Overlake Hospital and Group Health have partnered to provide a recently Food and Drug Administration approved heart surgery to patients of severe aortic valve stenosis.
Tuesday morning, a team of nine physicians met to perform their sixth transcatheter aortic valve replacement on an 87-year-old man. He’s an energetic man and a dancer, but the narrowing of his heart valve has brought on symptoms like shortness of breath and chest pain that, left unchecked, will mean the end of his active life.
“We certainly look for improving a patient’s length of life, but we also look at improving their quality of life,” said Dr. Scott Haugen, an interventional cardiologist from Group Health. Haugen is co-medical director of the transcatheter replacement program, with cardiologist Dr. Ronnier Aviles of Overlake.
Aviles noted that, because of the advanced age of many of the candidates for transcatheter replacement, improved quality of life was of greater concern.
“We have patients that have lived independently for their entire lives,” Aviles said. “(With the symptoms of stenosis,) they’re looking at giving up independence for one disease process.”
Valve clinic coordinator Valerie O’Mara, a physician assistant monitoring the patient’s surgery from an adjacent control room, noted that he seemed more than a decade younger than his numerical age.
“He doesn’t look or act 87,” she said. “But he will tomorrow.”
Like others who have undergone this procedure, he’s been rejected as a candidate for an open heart valve replacement by two cardiothoracic surgeons due to risk factors for mortality or morbidity – complications resulting in a decrease of quality of life – from open cavity surgery. Calcification of aortic tissue, for example, can be so severe as to prevent its recovery from surgical breach. Such issues can be more common in elder patients, who have been typical of the team’s patients thus far.
“Most people die within two years of a(n untreated) diagnosis,” O’Mara said. But transcatheter replacement requires no opening of the patient’s chest cavity and results in a faster recovery time. The surgical team nicks into an arterial pathway, at the groin or elsewhere, and runs an intravenous line to the heart. A collapsed replacement valve is then run through the path and placed directly into the damaged valve, where the replacement expands and reopens the regular flow of blood. The procedure is only approved for severe symptomatic cases with a traditional surgery risk factor greater than 8 percent, O’Mara said.
Tuesday’s surgery was complete in a matter of hours.

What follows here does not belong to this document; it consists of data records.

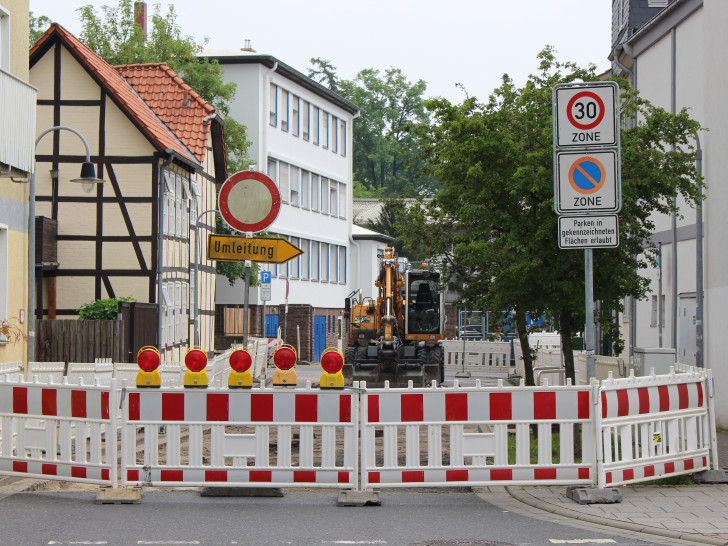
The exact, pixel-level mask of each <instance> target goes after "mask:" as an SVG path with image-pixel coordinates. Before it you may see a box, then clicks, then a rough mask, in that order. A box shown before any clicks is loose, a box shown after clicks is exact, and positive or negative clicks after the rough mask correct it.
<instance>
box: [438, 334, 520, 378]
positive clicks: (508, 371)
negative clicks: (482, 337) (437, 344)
mask: <svg viewBox="0 0 728 546" xmlns="http://www.w3.org/2000/svg"><path fill="white" fill-rule="evenodd" d="M442 348H443V351H444V354H445V369H446V370H457V371H465V372H471V373H472V372H483V373H488V374H497V375H504V376H506V377H507V376H508V375H509V373H510V372H511V371H513V367H512V366H511V344H510V343H509V342H502V341H461V340H445V341H443V342H442Z"/></svg>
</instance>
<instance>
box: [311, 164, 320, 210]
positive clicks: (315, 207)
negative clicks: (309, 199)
mask: <svg viewBox="0 0 728 546" xmlns="http://www.w3.org/2000/svg"><path fill="white" fill-rule="evenodd" d="M318 194H319V176H318V175H317V174H313V173H311V210H313V211H317V212H318V210H319V196H318Z"/></svg>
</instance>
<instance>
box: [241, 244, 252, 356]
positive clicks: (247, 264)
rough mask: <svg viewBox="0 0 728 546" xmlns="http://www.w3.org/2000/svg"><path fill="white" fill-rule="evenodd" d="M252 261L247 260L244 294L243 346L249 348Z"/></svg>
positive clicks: (243, 305) (243, 297)
mask: <svg viewBox="0 0 728 546" xmlns="http://www.w3.org/2000/svg"><path fill="white" fill-rule="evenodd" d="M245 236H246V237H249V238H252V237H253V234H252V233H246V234H245ZM251 265H253V264H252V262H251V261H250V260H245V294H243V345H244V346H245V347H247V346H248V308H249V304H250V266H251Z"/></svg>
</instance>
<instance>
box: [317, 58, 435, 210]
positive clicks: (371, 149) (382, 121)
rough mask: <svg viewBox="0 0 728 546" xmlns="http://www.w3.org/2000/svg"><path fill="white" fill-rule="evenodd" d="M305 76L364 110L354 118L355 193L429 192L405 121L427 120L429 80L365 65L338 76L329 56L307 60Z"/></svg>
mask: <svg viewBox="0 0 728 546" xmlns="http://www.w3.org/2000/svg"><path fill="white" fill-rule="evenodd" d="M310 62H311V65H312V67H311V68H309V70H308V76H309V77H310V78H312V79H313V80H315V81H317V82H319V83H321V84H322V85H324V86H326V87H328V88H329V89H331V90H332V91H334V92H336V93H338V94H339V95H341V96H342V97H344V98H346V99H347V100H349V101H351V102H353V103H354V104H356V105H357V106H359V107H360V108H361V109H362V112H361V115H360V116H359V117H358V118H357V119H356V121H355V122H354V133H353V141H354V144H353V147H354V159H353V163H354V179H355V180H356V182H355V185H354V197H385V196H386V197H416V196H418V195H422V196H425V197H430V196H432V195H433V194H434V193H435V191H437V187H438V185H437V180H436V179H435V178H434V177H433V176H431V175H428V174H425V173H423V172H422V166H423V162H422V160H421V159H419V158H418V157H417V154H416V153H415V151H416V136H415V135H414V134H413V133H411V132H408V131H407V127H408V125H409V124H412V123H415V124H418V123H427V122H428V121H429V116H428V113H427V111H426V110H425V107H424V93H425V90H426V88H427V84H426V83H425V82H424V81H423V80H419V81H417V82H416V83H410V82H409V81H408V80H407V78H406V77H405V76H404V74H402V71H401V70H400V69H398V68H390V69H388V70H386V71H385V72H384V74H381V73H380V72H379V71H378V70H375V69H373V68H367V69H365V70H362V71H361V72H359V73H358V74H357V75H356V77H355V78H354V79H353V80H342V79H341V78H339V77H338V75H337V74H336V67H335V66H333V65H332V64H331V62H330V61H329V60H327V59H321V58H319V57H316V58H312V59H311V61H310Z"/></svg>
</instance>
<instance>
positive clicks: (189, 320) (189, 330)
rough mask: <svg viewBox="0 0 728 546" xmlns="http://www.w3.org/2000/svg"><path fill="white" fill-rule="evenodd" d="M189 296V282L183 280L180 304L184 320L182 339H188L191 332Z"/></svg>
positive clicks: (182, 339)
mask: <svg viewBox="0 0 728 546" xmlns="http://www.w3.org/2000/svg"><path fill="white" fill-rule="evenodd" d="M188 297H189V291H188V284H187V283H186V282H183V283H182V305H181V306H180V316H181V317H182V318H181V319H180V320H181V322H182V331H181V333H180V341H187V338H188V337H189V332H190V316H189V314H188V312H187V309H188V302H187V300H188Z"/></svg>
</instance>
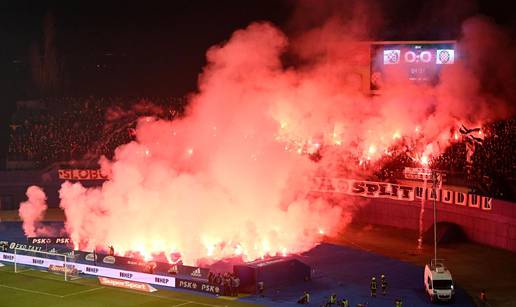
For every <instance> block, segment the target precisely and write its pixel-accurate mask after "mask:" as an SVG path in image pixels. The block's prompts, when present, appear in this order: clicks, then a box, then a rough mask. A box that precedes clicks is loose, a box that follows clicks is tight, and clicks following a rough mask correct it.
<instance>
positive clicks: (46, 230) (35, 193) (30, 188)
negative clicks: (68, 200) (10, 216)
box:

X-ray monitors – one live feed and another capable of playback – showed the pathway the surgeon’s tubes had made to the patient’s heart. For much of the time, they appear as stray hairs in a gray abyss. Periodically the heart materialized on screen, briefly and ethereally, under the influence of medical dye. The specter guides the team to the exact location of the damaged aortic valve, so their replacement expands where it should.A balloon valvuloplasty opened the valve.
“This is gonna be it,” a voice said over the surgery room’s intercom.The lights went down and the team eyed the x-ray monitor. On screen, the replacement valve appeared as a constricted tube, traveling through the surgical sheath closer and closer to its destination. Then, the moment of truth.
“In one fell swoop, we inflate the replacement valve inside the damaged valve,” Haugen said after the surgery.
They counted off – one one-thousand, two one-thousand, three one-thousand – and began the process of ensuring their success. They noted leakage down the center of the valve – normal, O’Mara said – and were satisfied there was no paravalval leakage around its edges.
The patient would need to be monitored after surgery, but if all went well, he would be able to walk out of the hospital in a matter of days, not weeks, Aviles said. Previous patients of successful replacement had experienced a marked improvement in their symptoms soon after the procedure.
Transcatheter aortic valve replacement is still in its early days, but Aviles said he expects medical research in Europe to advance the procedure. The next steps would include FDA approval of the procedure’s use in patients of only moderate risk for traditional surgery, he said.